Jesus literally and physically rose from the dead to prove that His payment was sufficient. It is through Christ that we can find life beyond the grave. He proves that this is NOT all there is.
This isn’t something that is forced upon us, however. We are all given a choice. We can gratefully receive God’s offer of forgiveness and new life through Jesus Christ, or we can choose to reject it. What is required is a willingness to admit our sin and our rebellion, to repent of that sin, and put our confidence in the work and leadership of Christ. We need to be willing to “bet it all” on Jesus.
I know Genevieve knew all of this. She heard it many times. I can’t be sure whether she embraced Christ as her Savior or not. Only God knows for sure. It’s my hope and my prayer that because of her trust in our loving Savior, she is now enjoying His presence. She had many prayers for her and with her over these last months. I’d like to think that her calm approach to the trials of life came from a faith that was sure and deep.
However, the real issue today is this: Do YOU believe the message? Have you put your confidence in the Son of God who gave His life for you? It is the key question because it will determine how you respond to this day. If you have not put your trust in Jesus Christ and his work on your behalf, then this day is grim and hopeless. It is simply a reminder of the meaninglessness of life.
However, if you do place your confidence, hope and trust in Jesus Christ, then this day has an entirely different look to it. We can say with the Apostle Paul, “For me, to live is Christ, and to die is GAIN.” We entrust ourselves to God the Righteous Judge and we realize that death is not the end, it is simply a time of transition. To us this is not the end of Genevieve’s life, this is Genevieve’s graduation day.
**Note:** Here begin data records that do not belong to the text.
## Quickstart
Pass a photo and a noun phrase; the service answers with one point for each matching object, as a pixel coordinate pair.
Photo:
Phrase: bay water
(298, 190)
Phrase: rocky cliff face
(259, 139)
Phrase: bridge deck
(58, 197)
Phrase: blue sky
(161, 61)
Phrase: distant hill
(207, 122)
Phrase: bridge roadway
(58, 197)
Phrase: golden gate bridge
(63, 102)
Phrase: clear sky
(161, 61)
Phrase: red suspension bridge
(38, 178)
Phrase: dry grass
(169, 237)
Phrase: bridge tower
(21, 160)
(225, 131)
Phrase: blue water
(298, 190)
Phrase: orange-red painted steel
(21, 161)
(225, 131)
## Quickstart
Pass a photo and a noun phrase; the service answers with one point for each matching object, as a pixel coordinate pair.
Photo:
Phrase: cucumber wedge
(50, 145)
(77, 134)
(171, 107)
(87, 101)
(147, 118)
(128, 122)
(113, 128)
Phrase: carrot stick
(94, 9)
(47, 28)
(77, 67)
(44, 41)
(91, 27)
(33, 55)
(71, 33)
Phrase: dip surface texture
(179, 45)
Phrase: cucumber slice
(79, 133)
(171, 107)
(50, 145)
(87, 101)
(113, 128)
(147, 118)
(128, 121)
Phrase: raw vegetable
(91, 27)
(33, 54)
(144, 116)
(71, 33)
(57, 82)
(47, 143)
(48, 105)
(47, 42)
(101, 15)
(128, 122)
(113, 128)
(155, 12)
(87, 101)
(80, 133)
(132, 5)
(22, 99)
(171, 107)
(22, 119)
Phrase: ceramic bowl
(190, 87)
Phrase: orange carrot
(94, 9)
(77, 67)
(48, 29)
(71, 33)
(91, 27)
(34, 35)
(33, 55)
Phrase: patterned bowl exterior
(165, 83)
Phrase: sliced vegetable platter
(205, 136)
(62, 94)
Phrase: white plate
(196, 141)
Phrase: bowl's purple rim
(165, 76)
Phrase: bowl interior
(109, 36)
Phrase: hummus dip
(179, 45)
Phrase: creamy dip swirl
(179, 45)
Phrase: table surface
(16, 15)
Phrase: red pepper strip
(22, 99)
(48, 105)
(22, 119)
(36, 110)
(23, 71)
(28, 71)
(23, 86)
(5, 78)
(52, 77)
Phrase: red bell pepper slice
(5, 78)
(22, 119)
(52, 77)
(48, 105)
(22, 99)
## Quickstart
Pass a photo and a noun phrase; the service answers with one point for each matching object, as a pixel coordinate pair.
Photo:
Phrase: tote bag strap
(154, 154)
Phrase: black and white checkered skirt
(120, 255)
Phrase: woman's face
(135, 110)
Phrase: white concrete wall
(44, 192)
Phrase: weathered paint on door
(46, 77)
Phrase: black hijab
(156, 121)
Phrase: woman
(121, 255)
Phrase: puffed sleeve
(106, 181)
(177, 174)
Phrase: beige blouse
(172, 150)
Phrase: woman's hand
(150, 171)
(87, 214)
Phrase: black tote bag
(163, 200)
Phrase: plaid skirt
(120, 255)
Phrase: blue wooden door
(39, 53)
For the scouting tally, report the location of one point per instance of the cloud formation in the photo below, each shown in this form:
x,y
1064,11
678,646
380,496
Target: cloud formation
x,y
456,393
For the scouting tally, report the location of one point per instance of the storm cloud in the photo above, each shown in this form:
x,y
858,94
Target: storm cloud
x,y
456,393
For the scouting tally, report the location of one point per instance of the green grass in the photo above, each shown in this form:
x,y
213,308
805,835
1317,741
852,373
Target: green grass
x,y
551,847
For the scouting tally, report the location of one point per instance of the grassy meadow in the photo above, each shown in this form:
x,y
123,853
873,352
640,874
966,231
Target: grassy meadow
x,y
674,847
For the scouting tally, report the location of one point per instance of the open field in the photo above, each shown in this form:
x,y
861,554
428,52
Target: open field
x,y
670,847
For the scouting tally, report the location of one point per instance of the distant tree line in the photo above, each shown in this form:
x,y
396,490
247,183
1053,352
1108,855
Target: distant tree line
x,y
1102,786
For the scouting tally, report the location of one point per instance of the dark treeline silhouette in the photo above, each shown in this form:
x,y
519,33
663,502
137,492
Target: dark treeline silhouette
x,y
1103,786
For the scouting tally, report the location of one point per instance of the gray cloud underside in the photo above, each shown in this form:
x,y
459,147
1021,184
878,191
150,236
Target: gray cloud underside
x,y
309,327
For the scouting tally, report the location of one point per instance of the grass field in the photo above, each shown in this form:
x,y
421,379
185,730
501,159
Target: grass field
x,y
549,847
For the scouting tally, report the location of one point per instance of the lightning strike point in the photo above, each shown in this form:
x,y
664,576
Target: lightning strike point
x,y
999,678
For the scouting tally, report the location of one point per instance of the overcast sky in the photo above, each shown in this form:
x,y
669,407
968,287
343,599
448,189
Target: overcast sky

Jesus said, “I am the resurrection and the life, He who believes in me will live even though He dies. And whoever lives and believes in me will never die.” Then Jesus asks the key question: “Do you believe this?” That’s the question I urge you to answer today. Put your hope in Christ. Put your confidence in His promise, His resurrection, and His transforming love. He will give us the strength that we need to let go of Genevieve Colvin in this life and to look with anticipation to seeing her in the Kingdom of Heaven.
Will you pray with me?
Our Father, we thank you for the life of Genevieve Colvin. She was a quiet treasure that enriched our lives. We pray that you receive her by your grace into your glorious Kingdom.
Help us as we grieve. Though we are grateful that her struggle did not endure, we find that there is an empty spot within us. Help us to see beyond the grave to the life that is to come. Help us not only to catch a glimpse of that life, but to also prepare for that life. Turn our hearts toward you. Grant us that comfort that comes from faith in Christ. Help us to hold fast to the truth.
Father, help us to learn the lessons of Genevieve’s life. Help us to carry on in her spirit and to your glory. Amen.